The question arise while discussing with some of my student pilot friends that as we have been performing Slow Flight we have to keep increasing the AOA of the aircraft to compensate for every lose in airspeed. What about "FAST Flight", decreasing the AOA of an aircraft for every gain in airspeed. Maybe Negative AOA. I'm aware that lift could be generated with negative AOA from the graph of AOA vs CL. And if you could explain to me why there is a specified cruise setting?

• Straight and level is usually a term meaning "holding altitude and heading", not necessarily the fuselage being level with respect to AoA. So the answer to the title of the question is yes, unless you run out of elevator authority or lift you can fly "straight and level" at any speed Jan 14 '17 at 13:40

Yes, with good engines and low drag you can fly straight and level at really high speeds.

What about the AOA? It gets smaller, but only down to a certain limit. At level flight, the weight of the aircraft is equal to the aerodynamic lift:

$$W = L =C_L\cdot\frac{\rho}{2}V^2\cdot S$$

The lift coefficient depends on the AOA ($\alpha$):

$$C_L=C_{L0}+C_{L\alpha}\cdot \alpha$$

Therefore,

$$\alpha = \frac{1}{C_{L\alpha}}\left(\frac{2W}{\rho V^2 S}-C_{L0}\right)$$

For very high speeds the first term of the parenthesis will get close to zero, so that the desired AOA setting becomes

$$\alpha_{V\rightarrow\infty} = -\frac{C_{L0}}{C_{L\alpha}}$$

This AOA is indeed negative for most aircraft.
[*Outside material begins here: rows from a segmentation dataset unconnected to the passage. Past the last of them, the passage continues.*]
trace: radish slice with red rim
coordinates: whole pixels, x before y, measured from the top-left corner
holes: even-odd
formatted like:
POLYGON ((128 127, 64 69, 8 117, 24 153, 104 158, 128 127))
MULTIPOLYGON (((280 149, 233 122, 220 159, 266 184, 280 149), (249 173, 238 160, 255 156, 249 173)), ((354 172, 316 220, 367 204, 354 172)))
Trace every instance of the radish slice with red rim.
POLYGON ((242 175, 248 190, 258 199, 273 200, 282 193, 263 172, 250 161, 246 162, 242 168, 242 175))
If your AOA gets smaller you won't be able to sustain level flight.

The plot below shows the AOA needed for straight and level flight on a Cessna 172 and compares the two terms in the parenthesis of the equation for $\alpha$ (multiplied by 10 for better readability). You would need to fly much faster than $V_{NE}$ to get the first term significantly smaller than the second one.

Source: own work with data from Wikipedia and polar.

In order to fly at top speed with the fuselage level you need to pick the right altitude.

Consider the picture below: It shows a Northrop B-2 (foreground), a Rockwell B-1 (midlevel) and a Boeing B-52 (background) flying in formation at moderate altitude. The fuselage attitude is considerably different between all of them.

Northrop B-2 (foreground), Rockwell B-1B (midlevel) and Boeing B-52 (background) flying in formation (picture source)

Why the difference in fuselage attitude?

• The B-2 is designed for midlevel cruise and has a fairly high aspect ratio, which translates into a decent lift curve slope. Here it flies close to its design point and looks about level. A high lift curve slope means that small angle changes suffice to correct lift for off-design situations.
• The B-1A was designed for supersonic flight first and was modified for subsonic low-level penetration in the B-1B. Here it flies in less dense air and slower than its design point, and you can see that it needs to keep the nose up. This is amplified by the high sweep angle and low aspect ratio with backwards-folded wings, which results in a low lift curve slope, so a relatively large angle change is needed to fly slower and higher than designed.
• The B-52 in turn was designed for very high subsonic flight, so here it flies in much denser air which requires it to fly with a negative fuselage attitude to limit lift.

Each of the three will fly with the fuselage about level in its design point. This can be generalized for any airplane: All what is needed to fly fast with a level attitude is to adjust the flight level to something close to the design point.